Слова мои ему не понравились, и он, чуть не разозлившись, сказал:
— Что еще за чепуху ты городишь? Удивляюсь просто, как ты, мать, говоришь мне это.
Тогда я ему сказала:
— Каждому таракану его детеныш мил. Разве ты, Микеле, не знаешь этой пословицы? А потом, в чем дело? Ведь я не просила тебя приходить сегодня утром, а ты вошел, даже не постучавшись. Может, я бы даже рассердилась, если б ты стал очень пялить глаза на Розетту, но, поверь, в глубине души, именно потому, что я ее мать, мне это, пожалуй, польстило бы даже. А ты и не взглянул на нее, будто и не видел совсем.
Он улыбнулся как-то натянуто, а потом сказал:
— Для меня этих вещей не существует.
И это был первый и последний раз, что я с ним говорила о таких вещах.

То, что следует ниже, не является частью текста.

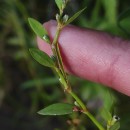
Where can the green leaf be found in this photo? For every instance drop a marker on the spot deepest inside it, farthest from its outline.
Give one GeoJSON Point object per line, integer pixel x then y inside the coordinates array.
{"type": "Point", "coordinates": [106, 115]}
{"type": "Point", "coordinates": [57, 109]}
{"type": "Point", "coordinates": [39, 29]}
{"type": "Point", "coordinates": [116, 126]}
{"type": "Point", "coordinates": [41, 57]}
{"type": "Point", "coordinates": [59, 3]}
{"type": "Point", "coordinates": [75, 16]}
{"type": "Point", "coordinates": [124, 21]}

Вскоре после посещения Тонто с его зловещими рассказами о немецких облавах полили дожди. А весь октябрь простояла прекрасная погода, без малейшего ветра, небо было ясное, воздух свежий, чистый. Когда мы жили там, в горах, в такую погоду, чтобы скоротать дни, казавшиеся нам совершенно нескончаемыми, мы могли хотя бы пойти погулять или же попросту посидеть на воздухе, любуясь открывавшимся видом на Фонди. Но однажды погода внезапно переменилась: встав поутру, мы почувствовали, что парит, а потом увидели, что море затянуто пеленой, а небо покрыто тяжелыми темными тучами, нависшими над свинцовым морем, будто пар над кастрюлей с бурлящим кипятком. Не прошло и нескольких часов, как тучи, подгоняемые слабым влажным ветром, дувшим с моря, закрыли все небо. Беженцы отлично понимали, что это значит, они ведь родились в здешних местах, и сказали нам, что тучи эти дождевые и дожди будут лить не переставая, до тех пор пока сирокко, дующий с моря, не сменится трамонтаной — ветром с гор. Так действительно и было: около полудня начали падать первые капли, и мы забились в нашу комнатку, ожидая, когда дождь перестанет. Но как бы не так: дождь лил весь день и всю ночь, а на следующее утро море стало еще темнее и все небо сплошь затянуло черными тучами, и облака клубились на горах, а снизу, из долины, вместе с порывами сырого ветра ползли все новые набухшие влагой облака. После небольшой передышки снова полил дождь и с тех пор, уж не знаю сколько дней, наверно, более месяца, не переставал ни днем ни ночью.